Gli gnocchi al ragù – un classico intramontabile

Bruno Barbieri spiega come ottenere la perfezione per un piatto simbolo della tradizione: gli gnocchi al ragù. partendo dal procedimento per il ragù, preparabile in circa un’ora e mezza, continua con l’impasto e i diversi tipi di forma con cui caratterizzare gli gnocchi, per poi assemblarli con il condimento in un piatto inconfondibile. tips:

  • per il ragù si può usare l’olio, il burro o anche il lardo, a seconda di quanto lo si vuole concentrato
  • due scuole di pensiero: il ragù si può allungare con l’acqua o con il brodo, per farlo più saporito
  • le patate vecchie non si buttano via: quando stanno per germogliare sono perfette per gli gnocchi
  • per conservarli, farli congelare su un vassoio prima di metterli in un sacchetto

1 commento

  • Walter Godina ha detto:

    Guardando il video mi sono rallegrato perché io la faccio così da sempre; confermato da Barbieri è una certezza!
    Solo un chiarimento: io la carne la rosolo in un tegame a parte finché perde tutti i liquidi; nel frattempo faccio sudare le verdure in una pentola alta di coccio.
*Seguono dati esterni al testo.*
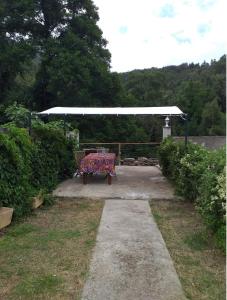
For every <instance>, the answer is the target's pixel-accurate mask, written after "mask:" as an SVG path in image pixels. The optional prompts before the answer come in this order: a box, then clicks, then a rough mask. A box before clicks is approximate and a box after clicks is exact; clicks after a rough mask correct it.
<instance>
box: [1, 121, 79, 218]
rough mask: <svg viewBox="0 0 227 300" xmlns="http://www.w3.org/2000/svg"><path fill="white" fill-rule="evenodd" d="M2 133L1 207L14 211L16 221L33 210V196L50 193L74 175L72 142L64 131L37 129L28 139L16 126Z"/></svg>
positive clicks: (72, 147) (1, 165)
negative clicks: (20, 217) (45, 191)
mask: <svg viewBox="0 0 227 300" xmlns="http://www.w3.org/2000/svg"><path fill="white" fill-rule="evenodd" d="M5 127H6V128H7V131H4V132H0V206H8V207H13V208H14V218H18V217H22V216H24V215H25V214H28V213H29V212H30V211H31V202H32V197H34V196H35V195H37V194H38V193H39V192H40V191H51V190H52V189H53V188H54V187H55V186H56V185H57V184H58V183H59V181H60V180H63V179H65V178H67V177H70V176H72V174H73V171H74V169H75V167H74V158H73V143H72V142H71V141H70V140H68V139H66V138H65V136H64V135H63V132H62V131H61V130H57V129H53V128H51V127H49V126H47V125H42V126H37V127H36V128H34V130H33V134H32V136H29V134H28V132H27V130H26V129H23V128H17V127H15V126H13V125H8V126H5Z"/></svg>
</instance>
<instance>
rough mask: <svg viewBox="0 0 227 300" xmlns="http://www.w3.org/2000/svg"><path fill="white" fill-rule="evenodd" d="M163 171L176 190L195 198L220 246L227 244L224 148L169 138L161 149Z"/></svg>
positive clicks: (164, 140) (222, 246) (160, 159)
mask: <svg viewBox="0 0 227 300" xmlns="http://www.w3.org/2000/svg"><path fill="white" fill-rule="evenodd" d="M159 161H160V165H161V167H162V171H163V174H164V175H165V176H167V177H169V178H170V179H171V180H172V182H173V183H174V185H175V188H176V192H177V193H178V194H179V195H181V196H183V197H184V198H185V199H188V200H190V201H194V202H195V205H196V207H197V209H198V211H199V212H200V214H201V216H202V217H203V219H204V221H205V223H206V224H207V225H208V226H209V227H210V228H211V229H212V230H213V231H214V233H215V237H216V240H217V243H218V245H219V246H220V247H221V248H224V247H225V231H224V228H225V224H226V207H225V201H226V170H225V165H226V157H225V148H223V149H219V150H216V151H208V150H206V149H205V148H203V147H201V146H199V145H194V144H191V143H189V144H188V147H187V149H186V148H184V145H183V144H181V143H177V142H174V141H173V139H171V138H168V139H165V140H164V141H163V143H162V144H161V146H160V150H159Z"/></svg>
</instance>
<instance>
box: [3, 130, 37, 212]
mask: <svg viewBox="0 0 227 300" xmlns="http://www.w3.org/2000/svg"><path fill="white" fill-rule="evenodd" d="M32 149H33V145H32V143H31V140H30V138H29V136H28V133H27V132H26V130H25V129H19V128H15V127H12V126H10V127H9V128H8V131H7V132H6V133H0V205H4V206H10V207H13V208H14V209H15V215H16V216H17V217H20V216H22V215H24V214H26V213H28V212H29V211H30V209H31V200H30V197H31V196H32V195H33V194H34V189H33V187H32V186H31V184H30V178H31V173H32V172H31V164H30V159H31V154H32Z"/></svg>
Quando le verdure appaiono pronte e la carne ha perso i suoi liquidi, verso la carne nella pentola di coccio, mescolo tutto assieme e continuo a cucinarlo con lo stesso procedimento indicato dallo Chef, lasciandolo poi sul fuoco a fiamma bassa anche per 3 ore. Devo dire che viene sempre squisito.
    Faccio quell’operazione all’inizio perché penso che la carne rosolata e le verdure sudate hanno due tempi diversi di cottura… Sbaglio o va bene così?